The MedTech Europe blog

Browsing the news pages of the web I came across an article in a journal that I am not familiar with from the USA, the grandly titled U.S. News & World Report. The report headed off on a familiar and now even more fashionable track of squarely identifying our industry as the villains of the peace in terms of driving up health costs. Not unusually, the author questions the value of medical technology and advocates more “comparative effectiveness” research. This is a relatively new theme in US health politics but to us Europeans health technology assessment has been with us for many years. The article has some sensible things to say about the need for rational evidence-based evaluation of new treatments which few would argue with.

The facts, however, are strikingly at odds with the general propositions presented in the article. We know that spend on medical technologies from our sector has barely moved from 6% of the total spend on healthcare over the last 15 years or so. This means that 94% of healthcare spend is from other areas, the largest of which is staff. Yes, healthcare spend has been rising but so has demand as the population ages and, just as important, expectations of patients rise. Life expectancy and quality of life have dramatically advanced for most of the developed world (as is evidenced by the pensions crisis) and medical technology has had a huge impact on both drivers of demand. Without medical technology the burden of chronic disease would be substantially greater than it is today. Delivery of healthcare would also be substantially more expensive than it is today were it not for technologies that have massively cost-reduced the provision of swathes of categories of care. Hospital stay times have plummeted in most developed counties over the last 20 years and that has not happened by management changes alone. Technology has been at the heart of all of the shortened periods patients spend in hospitals and this alone is the largest cost and productivity issue to affect health systems worldwide as it eliminates huge amounts of labour and facility costs. This has been driven by minimally-invasive surgery, better wound care, avoidance of bed sores using often simple but effective technology, better pre-operative and intra-operative management of patients so that they recover more quickly, better diagnostics which eliminate wasted investigations by targeting the therapeutic options more precisely… and lots more.

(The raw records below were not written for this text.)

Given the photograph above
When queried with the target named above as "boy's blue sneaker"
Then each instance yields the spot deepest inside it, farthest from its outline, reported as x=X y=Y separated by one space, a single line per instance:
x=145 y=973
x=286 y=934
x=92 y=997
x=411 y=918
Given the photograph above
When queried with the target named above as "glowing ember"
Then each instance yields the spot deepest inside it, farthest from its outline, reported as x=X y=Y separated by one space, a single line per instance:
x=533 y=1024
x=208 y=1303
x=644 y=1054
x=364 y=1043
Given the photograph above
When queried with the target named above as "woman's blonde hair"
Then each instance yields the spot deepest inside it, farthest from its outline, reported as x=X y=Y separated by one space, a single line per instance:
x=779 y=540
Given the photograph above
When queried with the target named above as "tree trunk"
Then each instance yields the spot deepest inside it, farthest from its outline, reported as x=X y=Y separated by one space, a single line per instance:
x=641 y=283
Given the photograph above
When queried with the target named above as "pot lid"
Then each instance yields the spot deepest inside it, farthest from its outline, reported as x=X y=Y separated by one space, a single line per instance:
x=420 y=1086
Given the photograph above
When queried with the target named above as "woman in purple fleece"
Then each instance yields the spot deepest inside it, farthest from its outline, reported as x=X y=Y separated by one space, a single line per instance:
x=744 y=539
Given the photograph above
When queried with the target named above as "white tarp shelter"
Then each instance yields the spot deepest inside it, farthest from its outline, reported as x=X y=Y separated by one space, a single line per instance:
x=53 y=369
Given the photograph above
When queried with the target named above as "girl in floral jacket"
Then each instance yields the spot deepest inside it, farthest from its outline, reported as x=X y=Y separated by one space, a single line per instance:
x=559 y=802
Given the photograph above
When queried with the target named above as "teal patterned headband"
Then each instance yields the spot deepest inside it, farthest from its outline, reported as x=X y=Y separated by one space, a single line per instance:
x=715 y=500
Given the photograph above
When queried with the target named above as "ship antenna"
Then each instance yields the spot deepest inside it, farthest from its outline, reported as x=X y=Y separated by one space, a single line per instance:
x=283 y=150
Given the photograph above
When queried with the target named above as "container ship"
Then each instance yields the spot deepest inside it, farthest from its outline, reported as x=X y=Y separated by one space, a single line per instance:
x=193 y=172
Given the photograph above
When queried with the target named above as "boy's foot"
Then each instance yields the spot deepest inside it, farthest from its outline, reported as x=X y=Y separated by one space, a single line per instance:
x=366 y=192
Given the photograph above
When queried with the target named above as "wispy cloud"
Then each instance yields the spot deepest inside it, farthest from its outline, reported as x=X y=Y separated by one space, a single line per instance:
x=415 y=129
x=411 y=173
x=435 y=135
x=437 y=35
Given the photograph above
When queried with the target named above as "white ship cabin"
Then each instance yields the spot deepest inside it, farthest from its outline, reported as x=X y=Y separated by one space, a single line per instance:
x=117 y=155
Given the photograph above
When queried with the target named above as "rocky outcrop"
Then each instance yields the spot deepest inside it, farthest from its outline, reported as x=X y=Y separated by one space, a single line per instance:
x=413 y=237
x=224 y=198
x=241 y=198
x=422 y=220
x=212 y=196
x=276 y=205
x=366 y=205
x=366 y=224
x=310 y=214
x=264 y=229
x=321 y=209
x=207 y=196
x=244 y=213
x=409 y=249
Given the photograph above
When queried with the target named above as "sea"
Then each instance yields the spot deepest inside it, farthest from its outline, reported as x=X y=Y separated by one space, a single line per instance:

So let’s get off the “target industry with the blame for cost inflation” bandwagon and have a sensible discussion about how technology can address the health system goals for improving both outcomes and productivity. The industry is highly innovative and highly competitive so if you ask the right question there will be a queue of businesses at your door vying to provide the answer. The reason that the proportion of healthcare spend in the USA used to buy medical technologies remains unchanged is that, in most cases, competition has consistently driven prices down in real terms. Can the same be said for unit labour costs or other inputs into the delivery of healthcare?